Brian McKnight is the debut studio album of R&B singer Brian McKnight, released on June 23, 1992 by Mercury Records. It features his then-highest-charting single, "One Last Cry", which peaked at number 13 on the US Billboard Hot 100 and sold 500,000 copies.
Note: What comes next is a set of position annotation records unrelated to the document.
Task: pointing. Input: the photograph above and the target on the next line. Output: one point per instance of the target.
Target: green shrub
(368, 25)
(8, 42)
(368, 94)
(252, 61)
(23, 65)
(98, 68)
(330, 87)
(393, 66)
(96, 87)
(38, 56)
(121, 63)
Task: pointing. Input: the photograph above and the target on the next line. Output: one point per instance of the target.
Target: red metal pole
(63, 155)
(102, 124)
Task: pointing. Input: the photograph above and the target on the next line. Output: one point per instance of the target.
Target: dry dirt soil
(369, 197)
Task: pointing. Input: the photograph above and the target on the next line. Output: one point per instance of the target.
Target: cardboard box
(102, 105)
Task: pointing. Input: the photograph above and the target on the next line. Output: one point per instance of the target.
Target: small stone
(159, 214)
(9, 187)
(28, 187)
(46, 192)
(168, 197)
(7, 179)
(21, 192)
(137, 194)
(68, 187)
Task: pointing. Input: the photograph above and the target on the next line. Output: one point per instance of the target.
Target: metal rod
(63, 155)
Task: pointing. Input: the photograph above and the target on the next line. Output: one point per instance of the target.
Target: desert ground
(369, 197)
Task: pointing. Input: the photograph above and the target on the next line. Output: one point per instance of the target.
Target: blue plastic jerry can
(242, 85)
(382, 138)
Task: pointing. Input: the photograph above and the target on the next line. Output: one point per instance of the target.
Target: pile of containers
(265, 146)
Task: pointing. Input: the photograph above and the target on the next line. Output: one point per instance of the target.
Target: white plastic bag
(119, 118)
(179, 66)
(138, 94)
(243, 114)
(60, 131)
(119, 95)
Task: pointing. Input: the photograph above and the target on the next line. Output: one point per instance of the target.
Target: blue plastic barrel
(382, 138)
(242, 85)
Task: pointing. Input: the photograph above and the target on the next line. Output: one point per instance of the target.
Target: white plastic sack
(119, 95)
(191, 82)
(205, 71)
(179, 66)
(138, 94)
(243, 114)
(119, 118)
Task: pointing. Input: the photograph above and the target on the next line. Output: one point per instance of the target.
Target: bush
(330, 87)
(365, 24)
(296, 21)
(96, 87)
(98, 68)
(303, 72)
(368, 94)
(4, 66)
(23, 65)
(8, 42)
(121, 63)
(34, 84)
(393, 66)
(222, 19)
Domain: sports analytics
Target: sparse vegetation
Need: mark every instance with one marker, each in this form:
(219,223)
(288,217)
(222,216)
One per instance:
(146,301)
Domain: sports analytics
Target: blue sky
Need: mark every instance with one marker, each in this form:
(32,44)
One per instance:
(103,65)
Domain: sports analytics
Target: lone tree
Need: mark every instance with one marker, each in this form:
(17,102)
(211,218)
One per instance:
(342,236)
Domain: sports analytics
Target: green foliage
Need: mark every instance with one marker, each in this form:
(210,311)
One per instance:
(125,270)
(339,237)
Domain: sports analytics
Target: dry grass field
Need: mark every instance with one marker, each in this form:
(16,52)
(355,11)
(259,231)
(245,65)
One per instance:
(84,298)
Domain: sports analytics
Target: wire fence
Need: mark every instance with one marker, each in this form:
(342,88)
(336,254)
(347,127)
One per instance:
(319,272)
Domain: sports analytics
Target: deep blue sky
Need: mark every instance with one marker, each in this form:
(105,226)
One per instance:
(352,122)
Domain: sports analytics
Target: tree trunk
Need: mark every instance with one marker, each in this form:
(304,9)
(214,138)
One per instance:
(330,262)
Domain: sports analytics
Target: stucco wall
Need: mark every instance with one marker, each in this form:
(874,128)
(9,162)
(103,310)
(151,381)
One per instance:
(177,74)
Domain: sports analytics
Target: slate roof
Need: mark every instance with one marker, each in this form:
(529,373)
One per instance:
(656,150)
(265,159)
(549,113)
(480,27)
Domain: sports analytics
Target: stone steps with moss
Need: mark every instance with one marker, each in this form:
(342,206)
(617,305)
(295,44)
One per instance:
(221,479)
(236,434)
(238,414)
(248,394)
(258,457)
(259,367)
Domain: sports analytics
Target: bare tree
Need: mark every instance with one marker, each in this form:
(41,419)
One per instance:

The album was certified platinum by the Recording Industry Association of America.

== Critical response ==

Brian McKnight received positive reviews from most music critics. Entertainment Weekly writer Havelock Nelson, gave the album an A-rating citing that "McKnight is the most comforting R&B singer-songwriter to emerge since Keith Washington early last year."

Professional ratings
Review scores
| Source | Rating |
| AllMusic | Star |
| Entertainment Weekly | A |

== Track listing ==

| No. | Title | Writer(s) | Length |
|---|---|---|---|
| 1. | "Yours" | Brian McKnight, Gerry Brown, Phase 5 | 4:42 |
| 2. | "The Way Love Goes" | Brian McKnight, Brandon Barnes | 5:07 |
| 3. | "Goodbye My Love" | Brian McKnight, Brandon Barnes | 4:24 |
| 4. | "Love Me, Hold Me" | Brian McKnight, Brandon Barnes, Victor Brooks | 4:56 |
| 5. | "After the Love" | Brian McKnight, Brandon Barnes | 5:27 |
| 6. | "One Last Cry" | Brian McKnight, Brandon Barnes, Melanie Barnes | 4:55 |
| 7. | "Never Felt This Way" | Brian McKnight, Brandon Barnes | 5:36 |
| 8. | "I Couldn't Say" | Brian McKnight, Brandon Barnes | 5:45 |
| 9. | "Stay the Night" | Brian McKnight, Brandon Barnes, Melanie Barnes | 5:34 |
| 10. | "Is the Feeling Gone" | Brian McKnight, Brandon Barnes, Edward Martin | 4:02 |
| 11. | "I Can't Go for That (No Can Do)" | Daryl Hall, John Oates, Sara Allen | 5:05 |
| 12. | "Oh Lord" | Brian McKnight, Brandon Barnes | 4:24 |
| 13. | "My Prayer" | Brian McKnight, Brandon Barnes | 3:18 |

== Personnel ==
All instruments performed by Brian McKnight except where noted.

- David Anderson – bass guitar (track 12)
- Brandon Barnes – drums and keyboard programming (tracks 2 and 9)
- James Blair – drums (track 12)
- Gerry Brown – backing vocals (track 1)
- Cedric Dent – piano (track 10)
- Clare Fischer – strings (tracks 6 and 10)
- The Four Horns – horn arrangements (track 1)
- Louis Johnson – bass guitar (tracks 2 and 4)
- Kipper Jones – backing vocals (track 11)
- Ricky Lawson – drums (tracks 5, 8 and 9)
- Fred McFarlane – keyboards (track 11)
- Claude McKnight – backing vocals (tracks 10 and 13)

- Fred McKnight – lead guitar (track 8)
- Julie McKnight – backing vocals (track 4)
- B.J. Nelson – backing vocals (track 11)
- Kelly O'Neal – saxophone (track 12)
- Phase 5 – drum programming (tracks 1, 3 and 11), keyboard programming (track 1)
- John R. Robinson – drums (track 10)
- Neil Stubenhaus – bass guitar (track 10)
- Take 6 (Claude V. McKnight, Mark Kibble, David Thomas) – backing vocals (track 10)
- Darryl Tibbs – percussion (track 12)
- Wah Wah Watson – electric guitar (tracks 1 and 2)
- Vanessa Williams – backing vocals (track 1)
- John Willis – lead guitar (track 9), acoustic guitar (track 6)

== Charts ==

=== Weekly charts ===

| Chart (1992) | Peak position |
|---|---|
| US Billboard 200 | 58 |
| US Top R&B/Hip-Hop Albums (Billboard) | 17 |

=== Year-end charts ===

| Chart (1992) | Position |
|---|---|
| US Top R&B/Hip-Hop Albums (Billboard) | 75 |
| Chart (1993) | Position |
| US Top R&B/Hip-Hop Albums (Billboard) | 44 |

== Certifications ==

| Region | Certification | Certified units/sales |
| United States (RIAA) | Platinum | 1,000,000^{^} |
^{^} Shipments figures based on certification alone.